Gorgeous spring salad filled with roasted asparagus, pumpkin seeds, feta cheese and a balsamic vinaigrette. A vegetarian and gluten-free option!
Today was a gorgeous, sunny and warm day.
I love it when I have the day off AND it’s nice out.
It just makes the day off so much better!
There’s something about warmer temperatures and sunshine that make me feel like light and refreshing food.
After getting a good sweaty leg workout in at the gym, I came home and decided that for lunch, I was in the mood for one of my favourite spring salads.
As I was feasting on my salad, I was trying to decide what I liked best about it.
Weird, I know.
But you gotta think about something while you eat!
So I did a salad analysis.
Biggest nerd EVER.
Even on my days off, I find it’s hard to turn off my Dietitian brain.
Anyways, I managed to narrow down the things I liked most about my salad to a number of factors:
- The unique addition of the roasted asparagus,
- The crunch of the pumpkin seeds.
- The small chunks of feta cheese.
- The tangy dressing.
- The bright colours that scream “spring is here!”
So basically, through my analysis, I discovered that I pretty much like everything about this salad.
I recommend that you try out this salad AT LEAST once this summer.
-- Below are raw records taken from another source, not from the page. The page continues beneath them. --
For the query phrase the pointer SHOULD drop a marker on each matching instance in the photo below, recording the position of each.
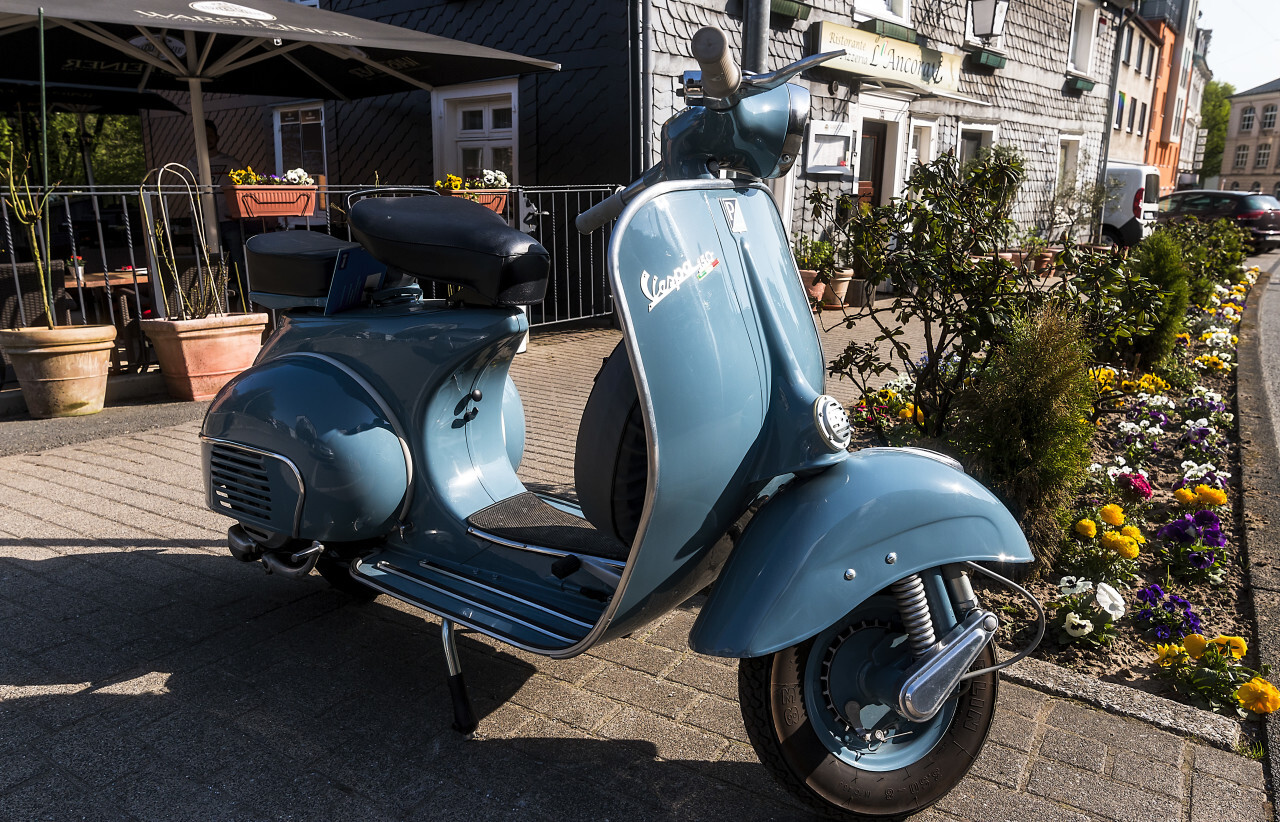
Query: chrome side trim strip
(385, 567)
(542, 549)
(435, 569)
(297, 474)
(382, 405)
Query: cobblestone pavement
(146, 675)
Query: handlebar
(721, 74)
(600, 213)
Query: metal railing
(100, 265)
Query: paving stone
(1214, 799)
(978, 799)
(1002, 766)
(712, 677)
(1229, 766)
(1096, 794)
(561, 702)
(1159, 777)
(1072, 749)
(640, 689)
(635, 654)
(1109, 730)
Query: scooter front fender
(881, 515)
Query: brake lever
(772, 80)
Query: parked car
(1257, 213)
(1129, 213)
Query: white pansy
(1075, 626)
(1110, 601)
(1074, 585)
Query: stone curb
(1260, 499)
(1120, 699)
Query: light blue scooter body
(728, 365)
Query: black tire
(337, 572)
(785, 736)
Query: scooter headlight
(832, 423)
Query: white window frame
(443, 99)
(279, 145)
(901, 12)
(995, 44)
(991, 133)
(1084, 23)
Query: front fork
(940, 597)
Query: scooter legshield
(882, 514)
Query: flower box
(254, 201)
(492, 199)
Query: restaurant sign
(883, 58)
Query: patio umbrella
(263, 48)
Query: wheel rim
(832, 681)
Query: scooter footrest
(528, 520)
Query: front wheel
(817, 733)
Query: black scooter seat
(453, 241)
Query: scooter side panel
(351, 461)
(789, 575)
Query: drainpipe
(755, 36)
(1125, 16)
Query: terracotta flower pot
(197, 357)
(62, 370)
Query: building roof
(1261, 90)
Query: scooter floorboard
(471, 603)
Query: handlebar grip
(721, 76)
(599, 214)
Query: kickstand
(464, 717)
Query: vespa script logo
(657, 290)
(229, 9)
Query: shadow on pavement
(167, 683)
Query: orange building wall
(1164, 155)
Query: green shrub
(1025, 430)
(1159, 260)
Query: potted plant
(816, 261)
(62, 369)
(489, 188)
(204, 342)
(252, 195)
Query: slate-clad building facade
(917, 85)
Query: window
(897, 10)
(475, 129)
(300, 140)
(973, 140)
(1083, 26)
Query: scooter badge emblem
(657, 290)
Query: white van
(1133, 195)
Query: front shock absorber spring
(913, 606)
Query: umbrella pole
(202, 173)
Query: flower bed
(1148, 587)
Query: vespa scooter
(376, 442)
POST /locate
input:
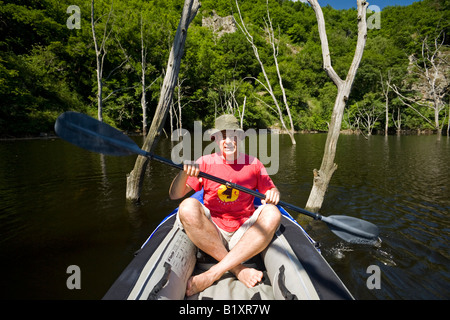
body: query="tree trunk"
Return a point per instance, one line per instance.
(136, 177)
(323, 176)
(143, 70)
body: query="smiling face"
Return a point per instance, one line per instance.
(227, 140)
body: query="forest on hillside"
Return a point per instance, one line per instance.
(48, 64)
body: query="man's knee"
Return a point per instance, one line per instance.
(189, 211)
(271, 216)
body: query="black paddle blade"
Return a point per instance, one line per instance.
(93, 135)
(353, 230)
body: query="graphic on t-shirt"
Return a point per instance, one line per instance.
(227, 194)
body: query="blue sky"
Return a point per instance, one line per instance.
(345, 4)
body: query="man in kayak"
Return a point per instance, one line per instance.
(227, 227)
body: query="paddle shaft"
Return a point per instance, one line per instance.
(91, 134)
(235, 186)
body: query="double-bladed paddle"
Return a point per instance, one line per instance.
(93, 135)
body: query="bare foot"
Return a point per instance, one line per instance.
(248, 276)
(199, 283)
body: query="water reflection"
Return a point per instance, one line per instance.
(60, 205)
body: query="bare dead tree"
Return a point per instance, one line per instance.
(431, 69)
(267, 86)
(275, 49)
(136, 177)
(385, 88)
(100, 55)
(323, 176)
- 1 bag (10 oz) ready-to-eat spring mix salad
- 1 bag (10oz) baby spinach
- 1 carrot, grated
- 8 spears asparagus, cut into 1-inch pieces
- 2 tbsp. balsamic vinegar
- 1 tbsp. freshly squeezed lemon juice
- 2 tsp. pure maple syrup
- ½ tsp. Dijon mustard
- ¼ tsp. minced garlic
- ¼ tsp. salt
- Pinch of hot pepper flakes
- 1/3 cup of olive oil
- 2 tbsp. pumpkin seeds
- ¼ cup feta cheese, crumbled (optional)
- Preheat the oven to 350 F. Place asparagus pieces on baking sheet and drizzle with a bit of olive oil. Roast in the oven for about 15-20 minutes.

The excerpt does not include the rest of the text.